These experiments were approved by the San Francisco Veterans Affairs Medical Center animal studies committee and were in strict accordance with the recommendations of the European Communities Council (86/609/EEC). WT C57BL/6 mice were obtained from Simonsen, and Nrf2 −/− mice on the C57BL/6 background were kindly provided by Dr. Y. W. Kan (University of California, San Francisco, CA). EAT3−/− mice on a CD1 background (Aoyama et al., 2006) had been outbred on the C57BL/6 background for six generations prior to these experiments. Mice were housed with a 12 h light/dark cycle and were given food and water ad libitum. Three-month-old male mice were used for all studies. Paraquat [1,1′-dimethyl-4,4′-bipyridium (PQT); 1 mg/ml in sterile saline] was administered at 10 mg/kg by intraperitoneal injection. Controls received equal volumes of saline vehicle alone. Mouse brains were harvested 24 h after injection, 2 mm coronal sections were prepared, and the frontal cortex was dissected out on ice. Samples were stored in RNAlater (Qiagen) until mRNA extraction. t-BHQ (100 mm in 10% ethanol) was administered (1 μl) by stereotaxic injection into the striatum over 10 min using a 33 gauge Hamilton syringe (anteroposterior + 1 mm, mediolateral 2 mm from bregma, ventral −2.5 mm). The needle was withdrawn after an additional 5 min. Forty-eight hours later, the mice were transcardially perfused with 0.9% saline for 5 min followed by 4% paraformaldehyde for 10 min, and the brains were cryoprotected with sucrose and cut into 50 μm coronal sections with a cryostat. Buthionine sulfoximine (BSO) was diluted in 10 mm phosphate buffer, pH 7.4, and injected (1.3 g/kg, i.p.), while mice received intracerebral t-BHQ or vehicle injections. Mice received an additional BSO injection after 24 h and were perfusion fixed 24 h later.

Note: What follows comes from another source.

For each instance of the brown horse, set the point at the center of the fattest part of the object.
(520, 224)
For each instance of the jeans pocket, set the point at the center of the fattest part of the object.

Lentivirus production and injection.
Self-inactivating (SIN) lentiviral vectors containing the central polypurine tract (cPPT) sequence, the mouse phosphoglycerate kinase I promoter (PGK), the woodchuck postregulatory element (WPRE) sequence (Déglon et al., 2000), and encoding mouse Nrf2 tagged with hemagglutinin (HA) were produced. To clone Nrf2-HA cDNA, a PCR was performed using the pNrf2 plasmid as a template, and the amplicon was cloned into the SIN-cPPT-PGK-Nrf2-HA-WPRE plasmid. Lentiviral vectors (lenti-Nrf2-HA) were produced in 293T cells and pseudotyped with the vesicular stomatitis virus G-protein (Déglon et al., 2000). Control vectors contain the β-galactosidase gene (lenti-LacZ). Mice received stereotaxic injections of lenti-LacZ and lenti-Nrf2-HA in the left and right striatum respectively under ketamine-xylazine anesthesia. Suspensions of lentiviral vectors diluted in PBS + 1% BSA (100 ng of p24/μl, 2 μl) were administered at a rate of 0.2 μl/min. A lentiviral vector encoding the GFP gene was coinjected (50 ng of p24) with lenti-LacZ or lenti-Nrf2-HA to detect infected, GFP-positive neurons on immunostained brain sections because neurons are coinfected by the two viruses (see Fig. 3A). Coinjection with lenti-GFP also allowed identification and selective dissection of the GFP-positive area from fresh slices under a fluorescent microscope for quantitative reverse transcriptase PCR (qRT-PCR) analysis and chromatin immunoprecipitation.
qRT-PCR.
Total RNA was extracted from brain samples with Trizol and treated with DNase (Qiagen). cDNA was synthesized from 1 μg of total RNA and random oligo primers using the SuperScript III first strand kit (Invitrogen). Twenty nanograms of cDNA were used in triplicate to perform real-time PCR using the Light Cycler 480 SybrGreen I Master kit (Roche) and the 7900HT Fast Real-Time PCR System. The following sets of primers were designed with the Primer Express Software (Applied Biosystems) except where a reference is cited: mouse EAAT3 5′-ATGTGCTACATGCCGATTGG −3′ (forward), 5′-CTCAGGACAGTGGCCATGTAAA-3′ (reverse); mouse HO-1 5′-GTGATGGAGCGTCCACAGC-3′ (forward), 5′-TGGTGGCCTCCTTCAAGG-3′ (reverse) (Pugazhenthi et al., 2007); mouse NR2B 5′-GCTACAACACCCACGAGAAGAG-3′ (forward), 5′-GAGAGGGTCCACGCTTTCC-3′ (reverse); mouse Nrf2 5′-TGAGTCGCTTGCCCTGGATAT (forward), 5′-AGTCATGGCTGCCTCCAGAGA-3′ (reverse); and mouse glyceraldehyde 3-phosphate dehydrogenase (GAPDH) 5′-TGGCAAAGTGGAGATTGTTGCC-3′ (forward), 5′-AAGATGGTGATGGGCTTCCCG-3′ (reverse) (Rhinn et al., 2008). A dissociation step was added at the end of the PCR to confirm the amplification of a single product. For each set of primers, the efficiency of the amplification reaction was measured using a 10-fold dilution standard curve, and found to be 87 to 97%. No-template and no-reverse transcriptase controls were included in each assay, and these produced no detectable signal during the 40 cycles of amplification. EAAT3, NR2B, Nrf2, and HO-1 mRNA levels were normalized to GAPDH levels and expressed relative to levels in control animals using the 2-ΔΔCt method (Livak and Schmittgen, 2001).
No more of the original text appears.